17 Protein sample prep and SDS-PAGE

Preparing samples for protein gel electrophoresis:

Laemmli sample buffer is used to prepare proteins for SDS-PAGE with Tris-glycine-SDS running buffer. You will use already prepared sample buffer that contains:

• 2X Laemmli sample buffer
• 65.8 mM Tris-HCl, pH 6.8
• 26.3% (w/v) glycerol
• 2.1% SDS
• 0.01% bromophenol blue

A reducing agent has been added for you just prior to use: 50 uL of 2-mercaptoethanol per 950 uL sample buffer

Why add a reducing agent?

Cleaving intermolecular (between subunits) disulfide bonds allows the subunits of a protein to separate independently on SDS-PAGE. Cleaving intramolecular (within subunit) disulfide bonds allows the subunits to become completely denatured so that each peptide migrates according to its length.

Prepare your samples to be loaded onto a gel:

1. Each table will collect a sample from each type of seafood.
2. Cut a piece of muscle tissue that is 0.25 cm x 0.25 cm x 0.25 cm3 (About the size of a tic-tac).
3. Weigh each sample and transfer it to a microfuge tube.
4. Based on the weights, calculate how much sample buffer you will add to each muscle sample so that the relative proportion of sample buffer:muscle is the same for all tubes. Use 250 uL of Laemmli sample buffer (containing the reducing agent) for your sample with the median weight and scale the remaining sample buffer volumes accordingly.
5. Flick each tube to agitate the tissue ~ 15 times.
6. Incubate at room temperature for 5 min. Flick again.
7. Pipette the liquid from the tube into a new microfuge tube. DO NOT transfer any chunks of muscle. This liquid is your PROTEIN EXTRACT.
8. Put on a boiling cap and heat sample at 5 min at 95 °C to denature the proteins.
9. After boiling step, spin down tube before opening lid.
10. Use samples immediately or store at -20 C for future use. 

Protein Gel electrophoresis

You can pour these gels yourself or buy them from a company. Pouring gels takes a while, and several of the reagents are potentially dangerous (For example, the acrylamide is a suspected carcinogen), so we are using “pre-cast gels”.

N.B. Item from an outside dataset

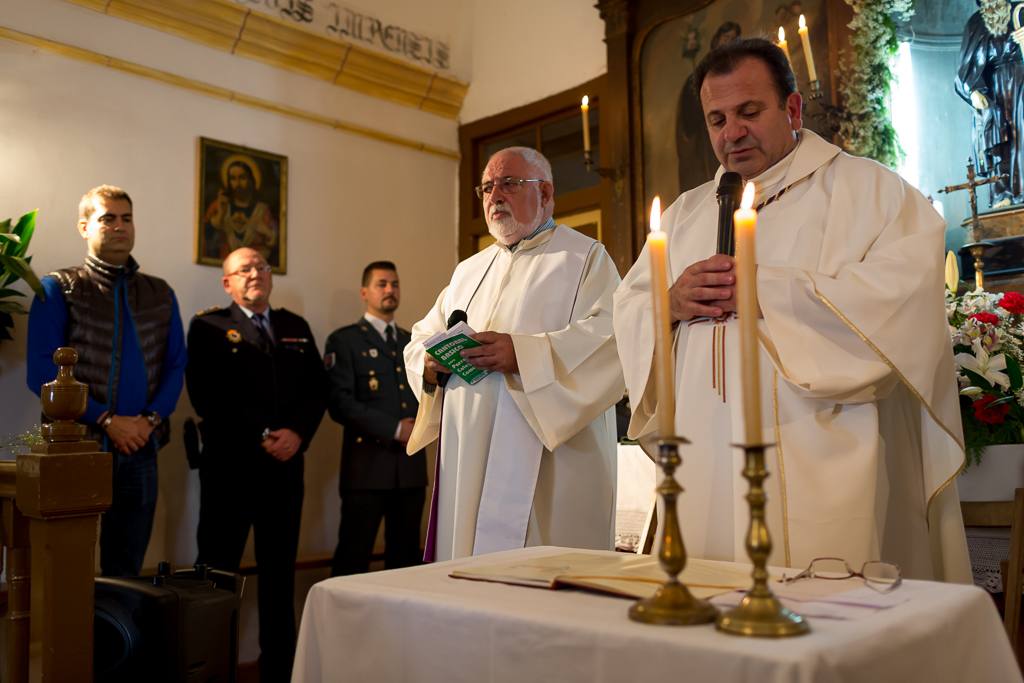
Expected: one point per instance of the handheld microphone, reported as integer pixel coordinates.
(458, 315)
(729, 189)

1. If frozen, reheat protein extracts at 95 °C for 2-5 minutes to re-dissolve the SDS.
2. Prepare 750 1X TGS Running buffer (Tris-glycine-SDS). You will need about 700 mL per gel box.
3. Take your precast gel out of its package. Make sure that you remove the strip of green tape from the bottom of the gel.
4. Lock your gel in place within the clamping frame with the SHORT place facing inwards. If you only run one gel, you will use a “Buffer Dam” as its partner in the gel box.
5. Fill the inner chamber with buffer. Make sure that the buffer is above the top of the smaller plate. After filling the inner chamber, wait a couple minutes to check for leaks before filling the outer chamber. Carefully pull out the comb, going as slowly as possible to avoid damaging the wells.
6. After you’ve checked for leaks, fill OUTER CHAMBER up to the correct line (2 gel line)
7. Load your samples into the gel. Use a 10 uL pipette and go very slowly. You should see your sample fall neatly into the bottom of each well.
8. For your ladder, you will load 5 uL of the Precision Plus Protein Kaleidoscope prestained protein standard.
9. For your samples, load 10 uL per well.
10. Place the lid on your gel box (CHECK ORIENTATION) and set voltage to 200 V. Your gel should run for ~30 minutes. Watch the pre-stained proteins separate and monitor the blue dye to assess where your proteins are running.
11. Remove your gel from the box and discard buffer (down drain).
12. To stain your gel, pry apart the plastic gel plates. Transfer your gel to a tray containing diH2O. Rinse gel 3 times with water for 5 minutes each wash. (DO NOT LET YOUR GEL FALL OUT).
13. Stain gels for 40 min in 30 mL of Bio-Safe Coomassie Stain with gentle shaking (stain until you can see bands). Coomassie blue dyes are a family of dyes commonly used to stain proteins in SDS-PAGE gels. The gels are soaked in dye, and excess stain is then eluted with a solvent (“destaining”). This treatment allows the visualization of proteins as blue bands on a clear background.
14. Rinse gel in 200 mL of diH2O, changing the water every 15 minutes. Rinse gel and continue destaining until the background is reduced and you can see clear bands. You can destain overnight if necessary.

Precision Plus Standards Protein ladder

Protocol:

• Keep ladder on ice.
• Load 5 uL ladder per lane. The loading buffer is already supplied in the ladder mixture.
• Do not boil the protein ladder before loading it onto the gel.